JSR 308 implementation: information needs

Alex Buckley alex.buckley at oracle.com
Mon Jan 14 16:09:00 PST 2013


On 1/12/2013 4:51 AM, Michael Ernst wrote:
> 3. We could use details about javac's translation of lambda, which will
> greatly help us implement the (vague) JSR 308 spec for bytecode
> representation of lambda type arguments that you and I agreed on in our
> January 10 phone call.

I spoke with Brian Goetz about the four interesting annotation locations:

1. The type of a formal parameter of a lambda expression.

    { @Foo int x -> ... }

2. The "receiver" type of a method/ctor reference expression.

    List<@Foo String>::size
    ArrayList<@Foo String>::new

3. A type argument to the member of a method/ctor reference expression

    Arrays::<@Foo String>sort
    MyClass::<@Foo Integer>new

4. A type in a statement/expression in the body of a lambda expression

    ... = { -> @Foo int x = 1; };

For the lambda expression in 1 and the reference expression in 2/3, 
javac generates a single instruction whose execution will produce an 
object representing the lambda expression / method reference expression. 
The single instruction happens to be an invokedynamic with static 
arguments comprising two method handles and a method type - but none of 
that is guaranteed to be stable.
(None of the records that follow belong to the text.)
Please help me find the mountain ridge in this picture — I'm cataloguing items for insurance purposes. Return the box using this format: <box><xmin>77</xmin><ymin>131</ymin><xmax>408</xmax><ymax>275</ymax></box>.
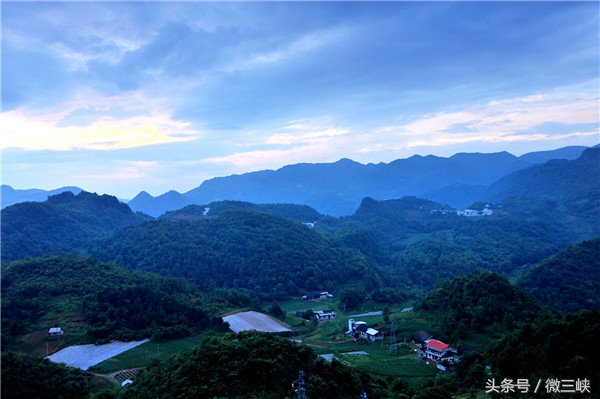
<box><xmin>129</xmin><ymin>146</ymin><xmax>587</xmax><ymax>217</ymax></box>
<box><xmin>2</xmin><ymin>146</ymin><xmax>588</xmax><ymax>217</ymax></box>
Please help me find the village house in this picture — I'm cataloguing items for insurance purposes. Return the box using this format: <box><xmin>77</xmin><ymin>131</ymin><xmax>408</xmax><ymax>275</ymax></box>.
<box><xmin>313</xmin><ymin>310</ymin><xmax>336</xmax><ymax>322</ymax></box>
<box><xmin>423</xmin><ymin>339</ymin><xmax>456</xmax><ymax>362</ymax></box>
<box><xmin>347</xmin><ymin>319</ymin><xmax>384</xmax><ymax>342</ymax></box>
<box><xmin>48</xmin><ymin>327</ymin><xmax>63</xmax><ymax>335</ymax></box>
<box><xmin>412</xmin><ymin>330</ymin><xmax>433</xmax><ymax>347</ymax></box>
<box><xmin>302</xmin><ymin>291</ymin><xmax>333</xmax><ymax>301</ymax></box>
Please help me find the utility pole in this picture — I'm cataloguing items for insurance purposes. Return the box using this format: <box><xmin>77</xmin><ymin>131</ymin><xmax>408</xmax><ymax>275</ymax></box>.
<box><xmin>292</xmin><ymin>371</ymin><xmax>308</xmax><ymax>399</ymax></box>
<box><xmin>390</xmin><ymin>320</ymin><xmax>398</xmax><ymax>353</ymax></box>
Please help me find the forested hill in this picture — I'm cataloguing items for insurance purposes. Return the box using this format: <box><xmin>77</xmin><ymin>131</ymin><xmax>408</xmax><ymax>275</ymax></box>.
<box><xmin>1</xmin><ymin>191</ymin><xmax>149</xmax><ymax>260</ymax></box>
<box><xmin>160</xmin><ymin>201</ymin><xmax>323</xmax><ymax>223</ymax></box>
<box><xmin>2</xmin><ymin>254</ymin><xmax>230</xmax><ymax>352</ymax></box>
<box><xmin>481</xmin><ymin>147</ymin><xmax>600</xmax><ymax>209</ymax></box>
<box><xmin>92</xmin><ymin>210</ymin><xmax>374</xmax><ymax>299</ymax></box>
<box><xmin>415</xmin><ymin>271</ymin><xmax>552</xmax><ymax>342</ymax></box>
<box><xmin>518</xmin><ymin>238</ymin><xmax>600</xmax><ymax>312</ymax></box>
<box><xmin>123</xmin><ymin>331</ymin><xmax>371</xmax><ymax>399</ymax></box>
<box><xmin>129</xmin><ymin>147</ymin><xmax>586</xmax><ymax>216</ymax></box>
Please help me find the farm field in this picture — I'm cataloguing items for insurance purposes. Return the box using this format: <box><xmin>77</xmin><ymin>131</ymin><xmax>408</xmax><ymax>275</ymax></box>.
<box><xmin>223</xmin><ymin>311</ymin><xmax>291</xmax><ymax>333</ymax></box>
<box><xmin>48</xmin><ymin>339</ymin><xmax>149</xmax><ymax>371</ymax></box>
<box><xmin>91</xmin><ymin>334</ymin><xmax>205</xmax><ymax>373</ymax></box>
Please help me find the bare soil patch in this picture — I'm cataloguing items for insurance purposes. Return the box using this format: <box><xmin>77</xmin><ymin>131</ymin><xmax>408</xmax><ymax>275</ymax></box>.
<box><xmin>223</xmin><ymin>311</ymin><xmax>291</xmax><ymax>333</ymax></box>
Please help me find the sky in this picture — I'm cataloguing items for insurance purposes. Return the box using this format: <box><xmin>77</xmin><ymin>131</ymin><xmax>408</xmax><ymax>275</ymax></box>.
<box><xmin>0</xmin><ymin>1</ymin><xmax>600</xmax><ymax>199</ymax></box>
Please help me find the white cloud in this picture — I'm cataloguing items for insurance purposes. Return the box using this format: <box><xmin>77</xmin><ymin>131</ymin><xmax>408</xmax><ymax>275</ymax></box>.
<box><xmin>0</xmin><ymin>104</ymin><xmax>200</xmax><ymax>151</ymax></box>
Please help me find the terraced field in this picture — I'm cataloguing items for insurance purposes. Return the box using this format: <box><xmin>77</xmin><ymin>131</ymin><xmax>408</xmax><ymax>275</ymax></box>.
<box><xmin>48</xmin><ymin>339</ymin><xmax>149</xmax><ymax>371</ymax></box>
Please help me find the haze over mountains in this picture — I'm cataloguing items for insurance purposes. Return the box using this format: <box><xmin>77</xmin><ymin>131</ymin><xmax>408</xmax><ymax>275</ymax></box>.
<box><xmin>2</xmin><ymin>146</ymin><xmax>587</xmax><ymax>217</ymax></box>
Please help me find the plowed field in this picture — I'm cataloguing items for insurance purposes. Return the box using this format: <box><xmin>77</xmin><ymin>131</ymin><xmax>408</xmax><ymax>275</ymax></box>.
<box><xmin>48</xmin><ymin>339</ymin><xmax>149</xmax><ymax>370</ymax></box>
<box><xmin>223</xmin><ymin>311</ymin><xmax>290</xmax><ymax>333</ymax></box>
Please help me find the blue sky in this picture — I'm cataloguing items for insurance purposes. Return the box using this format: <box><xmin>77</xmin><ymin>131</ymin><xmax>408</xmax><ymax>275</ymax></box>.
<box><xmin>0</xmin><ymin>2</ymin><xmax>600</xmax><ymax>198</ymax></box>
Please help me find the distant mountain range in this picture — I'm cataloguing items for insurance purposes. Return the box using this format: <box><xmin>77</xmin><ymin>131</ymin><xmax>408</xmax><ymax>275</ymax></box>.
<box><xmin>2</xmin><ymin>146</ymin><xmax>587</xmax><ymax>217</ymax></box>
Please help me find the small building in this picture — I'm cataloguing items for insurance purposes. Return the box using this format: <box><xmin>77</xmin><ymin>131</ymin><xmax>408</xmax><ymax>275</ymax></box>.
<box><xmin>302</xmin><ymin>291</ymin><xmax>333</xmax><ymax>301</ymax></box>
<box><xmin>302</xmin><ymin>291</ymin><xmax>333</xmax><ymax>301</ymax></box>
<box><xmin>364</xmin><ymin>328</ymin><xmax>383</xmax><ymax>342</ymax></box>
<box><xmin>313</xmin><ymin>310</ymin><xmax>337</xmax><ymax>321</ymax></box>
<box><xmin>48</xmin><ymin>327</ymin><xmax>63</xmax><ymax>335</ymax></box>
<box><xmin>412</xmin><ymin>330</ymin><xmax>433</xmax><ymax>346</ymax></box>
<box><xmin>424</xmin><ymin>339</ymin><xmax>456</xmax><ymax>361</ymax></box>
<box><xmin>347</xmin><ymin>319</ymin><xmax>384</xmax><ymax>341</ymax></box>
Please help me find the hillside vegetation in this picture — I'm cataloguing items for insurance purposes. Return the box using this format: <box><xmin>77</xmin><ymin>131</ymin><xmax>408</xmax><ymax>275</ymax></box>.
<box><xmin>1</xmin><ymin>149</ymin><xmax>600</xmax><ymax>399</ymax></box>
<box><xmin>121</xmin><ymin>332</ymin><xmax>362</xmax><ymax>399</ymax></box>
<box><xmin>2</xmin><ymin>255</ymin><xmax>226</xmax><ymax>349</ymax></box>
<box><xmin>518</xmin><ymin>238</ymin><xmax>600</xmax><ymax>312</ymax></box>
<box><xmin>1</xmin><ymin>191</ymin><xmax>147</xmax><ymax>260</ymax></box>
<box><xmin>91</xmin><ymin>211</ymin><xmax>371</xmax><ymax>299</ymax></box>
<box><xmin>415</xmin><ymin>271</ymin><xmax>552</xmax><ymax>342</ymax></box>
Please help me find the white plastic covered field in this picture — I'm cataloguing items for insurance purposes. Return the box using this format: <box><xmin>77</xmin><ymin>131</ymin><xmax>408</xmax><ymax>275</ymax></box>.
<box><xmin>48</xmin><ymin>339</ymin><xmax>149</xmax><ymax>370</ymax></box>
<box><xmin>223</xmin><ymin>311</ymin><xmax>290</xmax><ymax>333</ymax></box>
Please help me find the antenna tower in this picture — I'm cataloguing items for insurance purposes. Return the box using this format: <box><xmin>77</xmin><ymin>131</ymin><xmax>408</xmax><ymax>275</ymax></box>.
<box><xmin>390</xmin><ymin>320</ymin><xmax>398</xmax><ymax>353</ymax></box>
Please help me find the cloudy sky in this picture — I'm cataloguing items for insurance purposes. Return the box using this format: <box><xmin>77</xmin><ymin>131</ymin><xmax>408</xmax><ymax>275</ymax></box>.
<box><xmin>0</xmin><ymin>1</ymin><xmax>600</xmax><ymax>198</ymax></box>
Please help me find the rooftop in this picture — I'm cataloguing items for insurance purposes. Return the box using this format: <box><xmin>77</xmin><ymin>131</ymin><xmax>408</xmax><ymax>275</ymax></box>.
<box><xmin>425</xmin><ymin>339</ymin><xmax>449</xmax><ymax>351</ymax></box>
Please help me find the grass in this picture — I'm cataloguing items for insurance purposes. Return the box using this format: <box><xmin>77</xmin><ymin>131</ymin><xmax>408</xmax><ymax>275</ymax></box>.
<box><xmin>90</xmin><ymin>334</ymin><xmax>207</xmax><ymax>373</ymax></box>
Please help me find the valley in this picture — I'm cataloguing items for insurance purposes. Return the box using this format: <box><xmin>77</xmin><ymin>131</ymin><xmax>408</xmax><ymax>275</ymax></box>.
<box><xmin>1</xmin><ymin>147</ymin><xmax>600</xmax><ymax>399</ymax></box>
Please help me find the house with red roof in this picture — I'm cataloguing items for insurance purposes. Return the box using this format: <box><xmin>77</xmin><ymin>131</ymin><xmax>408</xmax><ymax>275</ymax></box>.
<box><xmin>424</xmin><ymin>339</ymin><xmax>456</xmax><ymax>361</ymax></box>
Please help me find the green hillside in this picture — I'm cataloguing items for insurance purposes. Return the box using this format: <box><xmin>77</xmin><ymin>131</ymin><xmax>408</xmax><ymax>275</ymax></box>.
<box><xmin>415</xmin><ymin>271</ymin><xmax>552</xmax><ymax>342</ymax></box>
<box><xmin>120</xmin><ymin>332</ymin><xmax>362</xmax><ymax>399</ymax></box>
<box><xmin>1</xmin><ymin>191</ymin><xmax>147</xmax><ymax>260</ymax></box>
<box><xmin>2</xmin><ymin>255</ymin><xmax>227</xmax><ymax>352</ymax></box>
<box><xmin>91</xmin><ymin>211</ymin><xmax>372</xmax><ymax>299</ymax></box>
<box><xmin>518</xmin><ymin>238</ymin><xmax>600</xmax><ymax>312</ymax></box>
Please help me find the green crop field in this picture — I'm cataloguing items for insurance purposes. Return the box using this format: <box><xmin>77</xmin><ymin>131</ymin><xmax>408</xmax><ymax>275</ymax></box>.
<box><xmin>90</xmin><ymin>335</ymin><xmax>205</xmax><ymax>373</ymax></box>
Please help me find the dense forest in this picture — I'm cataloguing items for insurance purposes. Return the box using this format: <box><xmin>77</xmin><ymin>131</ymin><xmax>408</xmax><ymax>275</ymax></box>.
<box><xmin>120</xmin><ymin>332</ymin><xmax>362</xmax><ymax>399</ymax></box>
<box><xmin>91</xmin><ymin>210</ymin><xmax>372</xmax><ymax>300</ymax></box>
<box><xmin>2</xmin><ymin>254</ymin><xmax>232</xmax><ymax>350</ymax></box>
<box><xmin>1</xmin><ymin>151</ymin><xmax>600</xmax><ymax>399</ymax></box>
<box><xmin>518</xmin><ymin>238</ymin><xmax>600</xmax><ymax>312</ymax></box>
<box><xmin>415</xmin><ymin>271</ymin><xmax>553</xmax><ymax>342</ymax></box>
<box><xmin>0</xmin><ymin>349</ymin><xmax>91</xmax><ymax>399</ymax></box>
<box><xmin>1</xmin><ymin>191</ymin><xmax>149</xmax><ymax>261</ymax></box>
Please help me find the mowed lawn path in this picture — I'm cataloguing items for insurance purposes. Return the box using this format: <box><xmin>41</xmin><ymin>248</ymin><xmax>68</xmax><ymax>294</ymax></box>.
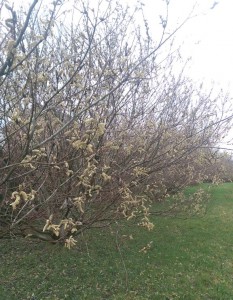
<box><xmin>0</xmin><ymin>183</ymin><xmax>233</xmax><ymax>300</ymax></box>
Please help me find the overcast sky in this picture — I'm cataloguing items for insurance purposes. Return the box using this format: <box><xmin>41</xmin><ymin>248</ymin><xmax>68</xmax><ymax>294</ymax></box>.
<box><xmin>137</xmin><ymin>0</ymin><xmax>233</xmax><ymax>88</ymax></box>
<box><xmin>133</xmin><ymin>0</ymin><xmax>233</xmax><ymax>148</ymax></box>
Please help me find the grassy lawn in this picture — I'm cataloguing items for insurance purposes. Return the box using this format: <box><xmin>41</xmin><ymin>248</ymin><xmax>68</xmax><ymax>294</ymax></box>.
<box><xmin>0</xmin><ymin>183</ymin><xmax>233</xmax><ymax>300</ymax></box>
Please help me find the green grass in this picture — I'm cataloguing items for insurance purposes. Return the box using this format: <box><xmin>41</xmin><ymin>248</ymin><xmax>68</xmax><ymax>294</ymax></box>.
<box><xmin>0</xmin><ymin>183</ymin><xmax>233</xmax><ymax>300</ymax></box>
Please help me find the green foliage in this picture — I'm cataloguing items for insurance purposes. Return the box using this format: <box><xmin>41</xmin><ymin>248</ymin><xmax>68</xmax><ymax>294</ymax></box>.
<box><xmin>0</xmin><ymin>183</ymin><xmax>233</xmax><ymax>300</ymax></box>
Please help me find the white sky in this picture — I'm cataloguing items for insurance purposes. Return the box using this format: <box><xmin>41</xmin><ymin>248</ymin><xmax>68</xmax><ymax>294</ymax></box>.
<box><xmin>133</xmin><ymin>0</ymin><xmax>233</xmax><ymax>149</ymax></box>
<box><xmin>4</xmin><ymin>0</ymin><xmax>233</xmax><ymax>149</ymax></box>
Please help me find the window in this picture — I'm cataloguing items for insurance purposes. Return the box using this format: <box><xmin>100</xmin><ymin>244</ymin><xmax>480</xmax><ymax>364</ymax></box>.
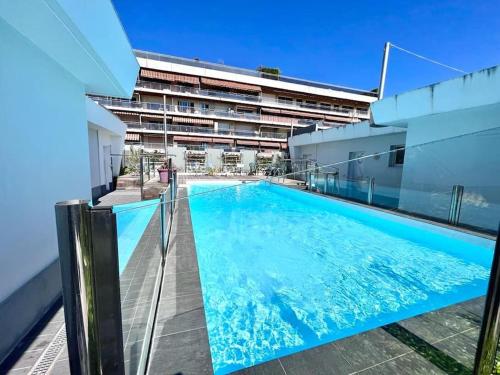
<box><xmin>177</xmin><ymin>100</ymin><xmax>194</xmax><ymax>108</ymax></box>
<box><xmin>278</xmin><ymin>96</ymin><xmax>293</xmax><ymax>104</ymax></box>
<box><xmin>389</xmin><ymin>145</ymin><xmax>405</xmax><ymax>167</ymax></box>
<box><xmin>236</xmin><ymin>107</ymin><xmax>255</xmax><ymax>113</ymax></box>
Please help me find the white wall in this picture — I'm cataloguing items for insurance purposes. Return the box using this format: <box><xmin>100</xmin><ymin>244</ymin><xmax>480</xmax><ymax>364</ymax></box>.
<box><xmin>288</xmin><ymin>122</ymin><xmax>406</xmax><ymax>199</ymax></box>
<box><xmin>294</xmin><ymin>132</ymin><xmax>405</xmax><ymax>198</ymax></box>
<box><xmin>400</xmin><ymin>105</ymin><xmax>500</xmax><ymax>230</ymax></box>
<box><xmin>0</xmin><ymin>19</ymin><xmax>90</xmax><ymax>301</ymax></box>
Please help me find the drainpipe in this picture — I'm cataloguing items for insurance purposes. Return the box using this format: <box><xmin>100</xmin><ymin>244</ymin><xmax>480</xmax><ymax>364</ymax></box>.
<box><xmin>378</xmin><ymin>42</ymin><xmax>391</xmax><ymax>100</ymax></box>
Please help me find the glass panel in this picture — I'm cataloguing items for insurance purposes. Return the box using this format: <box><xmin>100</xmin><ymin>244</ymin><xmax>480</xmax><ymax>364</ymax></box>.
<box><xmin>113</xmin><ymin>199</ymin><xmax>163</xmax><ymax>374</ymax></box>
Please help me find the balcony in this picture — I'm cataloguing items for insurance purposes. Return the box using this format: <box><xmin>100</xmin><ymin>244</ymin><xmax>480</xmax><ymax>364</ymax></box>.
<box><xmin>136</xmin><ymin>80</ymin><xmax>368</xmax><ymax>117</ymax></box>
<box><xmin>126</xmin><ymin>122</ymin><xmax>287</xmax><ymax>140</ymax></box>
<box><xmin>92</xmin><ymin>97</ymin><xmax>352</xmax><ymax>127</ymax></box>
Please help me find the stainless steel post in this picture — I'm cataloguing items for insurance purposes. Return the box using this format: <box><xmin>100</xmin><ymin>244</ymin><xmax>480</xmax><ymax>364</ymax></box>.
<box><xmin>170</xmin><ymin>172</ymin><xmax>175</xmax><ymax>215</ymax></box>
<box><xmin>474</xmin><ymin>229</ymin><xmax>500</xmax><ymax>375</ymax></box>
<box><xmin>55</xmin><ymin>200</ymin><xmax>94</xmax><ymax>375</ymax></box>
<box><xmin>366</xmin><ymin>177</ymin><xmax>375</xmax><ymax>204</ymax></box>
<box><xmin>160</xmin><ymin>191</ymin><xmax>167</xmax><ymax>260</ymax></box>
<box><xmin>163</xmin><ymin>95</ymin><xmax>168</xmax><ymax>160</ymax></box>
<box><xmin>55</xmin><ymin>200</ymin><xmax>124</xmax><ymax>375</ymax></box>
<box><xmin>448</xmin><ymin>185</ymin><xmax>464</xmax><ymax>225</ymax></box>
<box><xmin>88</xmin><ymin>206</ymin><xmax>125</xmax><ymax>375</ymax></box>
<box><xmin>139</xmin><ymin>155</ymin><xmax>144</xmax><ymax>200</ymax></box>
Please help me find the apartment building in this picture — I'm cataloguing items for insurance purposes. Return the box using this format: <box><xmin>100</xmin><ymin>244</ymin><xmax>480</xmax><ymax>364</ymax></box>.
<box><xmin>94</xmin><ymin>51</ymin><xmax>376</xmax><ymax>170</ymax></box>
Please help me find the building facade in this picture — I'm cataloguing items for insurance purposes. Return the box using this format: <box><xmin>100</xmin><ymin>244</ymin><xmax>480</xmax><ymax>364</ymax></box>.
<box><xmin>0</xmin><ymin>0</ymin><xmax>139</xmax><ymax>362</ymax></box>
<box><xmin>94</xmin><ymin>51</ymin><xmax>376</xmax><ymax>171</ymax></box>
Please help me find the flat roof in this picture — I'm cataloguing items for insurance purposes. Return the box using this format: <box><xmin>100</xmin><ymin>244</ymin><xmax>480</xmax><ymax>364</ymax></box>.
<box><xmin>134</xmin><ymin>49</ymin><xmax>377</xmax><ymax>97</ymax></box>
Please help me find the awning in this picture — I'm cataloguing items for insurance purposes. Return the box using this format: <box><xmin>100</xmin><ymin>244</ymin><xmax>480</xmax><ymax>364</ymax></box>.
<box><xmin>201</xmin><ymin>77</ymin><xmax>262</xmax><ymax>92</ymax></box>
<box><xmin>259</xmin><ymin>142</ymin><xmax>280</xmax><ymax>148</ymax></box>
<box><xmin>141</xmin><ymin>113</ymin><xmax>172</xmax><ymax>120</ymax></box>
<box><xmin>325</xmin><ymin>116</ymin><xmax>350</xmax><ymax>122</ymax></box>
<box><xmin>141</xmin><ymin>69</ymin><xmax>200</xmax><ymax>85</ymax></box>
<box><xmin>260</xmin><ymin>115</ymin><xmax>299</xmax><ymax>125</ymax></box>
<box><xmin>113</xmin><ymin>111</ymin><xmax>140</xmax><ymax>116</ymax></box>
<box><xmin>262</xmin><ymin>108</ymin><xmax>281</xmax><ymax>113</ymax></box>
<box><xmin>213</xmin><ymin>138</ymin><xmax>234</xmax><ymax>145</ymax></box>
<box><xmin>281</xmin><ymin>109</ymin><xmax>325</xmax><ymax>119</ymax></box>
<box><xmin>172</xmin><ymin>116</ymin><xmax>214</xmax><ymax>125</ymax></box>
<box><xmin>125</xmin><ymin>133</ymin><xmax>140</xmax><ymax>142</ymax></box>
<box><xmin>236</xmin><ymin>139</ymin><xmax>259</xmax><ymax>146</ymax></box>
<box><xmin>174</xmin><ymin>135</ymin><xmax>212</xmax><ymax>143</ymax></box>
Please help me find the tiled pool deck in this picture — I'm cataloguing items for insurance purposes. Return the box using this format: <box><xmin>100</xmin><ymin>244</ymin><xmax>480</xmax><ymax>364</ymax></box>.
<box><xmin>0</xmin><ymin>180</ymin><xmax>490</xmax><ymax>375</ymax></box>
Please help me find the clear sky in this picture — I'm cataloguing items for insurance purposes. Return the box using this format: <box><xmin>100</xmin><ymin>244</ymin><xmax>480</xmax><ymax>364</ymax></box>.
<box><xmin>113</xmin><ymin>0</ymin><xmax>500</xmax><ymax>94</ymax></box>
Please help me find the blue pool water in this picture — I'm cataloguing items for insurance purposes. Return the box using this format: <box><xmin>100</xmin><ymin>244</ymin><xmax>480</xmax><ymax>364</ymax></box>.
<box><xmin>113</xmin><ymin>199</ymin><xmax>160</xmax><ymax>273</ymax></box>
<box><xmin>189</xmin><ymin>182</ymin><xmax>493</xmax><ymax>374</ymax></box>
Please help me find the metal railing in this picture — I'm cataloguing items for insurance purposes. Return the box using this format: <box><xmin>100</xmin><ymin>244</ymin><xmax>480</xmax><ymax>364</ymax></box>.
<box><xmin>136</xmin><ymin>80</ymin><xmax>368</xmax><ymax>117</ymax></box>
<box><xmin>92</xmin><ymin>97</ymin><xmax>346</xmax><ymax>127</ymax></box>
<box><xmin>55</xmin><ymin>170</ymin><xmax>177</xmax><ymax>375</ymax></box>
<box><xmin>125</xmin><ymin>121</ymin><xmax>287</xmax><ymax>139</ymax></box>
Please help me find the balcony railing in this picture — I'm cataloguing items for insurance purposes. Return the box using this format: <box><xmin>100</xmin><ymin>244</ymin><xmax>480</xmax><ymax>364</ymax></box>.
<box><xmin>92</xmin><ymin>97</ymin><xmax>345</xmax><ymax>126</ymax></box>
<box><xmin>136</xmin><ymin>80</ymin><xmax>368</xmax><ymax>117</ymax></box>
<box><xmin>126</xmin><ymin>122</ymin><xmax>287</xmax><ymax>139</ymax></box>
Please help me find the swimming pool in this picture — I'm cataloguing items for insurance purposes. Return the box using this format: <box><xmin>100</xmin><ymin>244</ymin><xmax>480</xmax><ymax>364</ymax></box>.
<box><xmin>113</xmin><ymin>199</ymin><xmax>160</xmax><ymax>274</ymax></box>
<box><xmin>189</xmin><ymin>182</ymin><xmax>493</xmax><ymax>374</ymax></box>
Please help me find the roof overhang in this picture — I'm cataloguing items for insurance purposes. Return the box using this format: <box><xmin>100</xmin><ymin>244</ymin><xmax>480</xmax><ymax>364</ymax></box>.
<box><xmin>0</xmin><ymin>0</ymin><xmax>139</xmax><ymax>98</ymax></box>
<box><xmin>370</xmin><ymin>66</ymin><xmax>500</xmax><ymax>127</ymax></box>
<box><xmin>85</xmin><ymin>97</ymin><xmax>127</xmax><ymax>139</ymax></box>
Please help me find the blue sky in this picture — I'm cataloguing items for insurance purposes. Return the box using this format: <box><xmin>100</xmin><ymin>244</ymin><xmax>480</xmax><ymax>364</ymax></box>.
<box><xmin>113</xmin><ymin>0</ymin><xmax>500</xmax><ymax>94</ymax></box>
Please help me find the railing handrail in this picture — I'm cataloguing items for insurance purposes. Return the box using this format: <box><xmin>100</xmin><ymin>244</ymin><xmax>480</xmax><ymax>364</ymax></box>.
<box><xmin>92</xmin><ymin>97</ymin><xmax>346</xmax><ymax>126</ymax></box>
<box><xmin>125</xmin><ymin>121</ymin><xmax>287</xmax><ymax>139</ymax></box>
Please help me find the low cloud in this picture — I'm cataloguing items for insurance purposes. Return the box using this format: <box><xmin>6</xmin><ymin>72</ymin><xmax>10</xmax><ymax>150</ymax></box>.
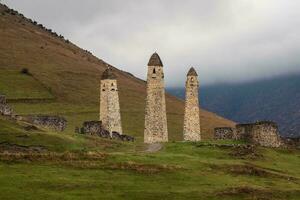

The only stable fact - and this is 
likely to be true across compilers - is that a single instruction 
represents the "creation point" of a higher-order expression. The offset 
of that instruction should be stored in a target_info.

For 4, the lambda body will be compiled to a method in some class of 
some package. Exactly which method is not relevant - type annotations in 
the lambda body should be compiled as if they were type annotations in 
the method body. Again, the "creation point" of the lambda expression is 
a single instruction, whose offset should appear in target_info.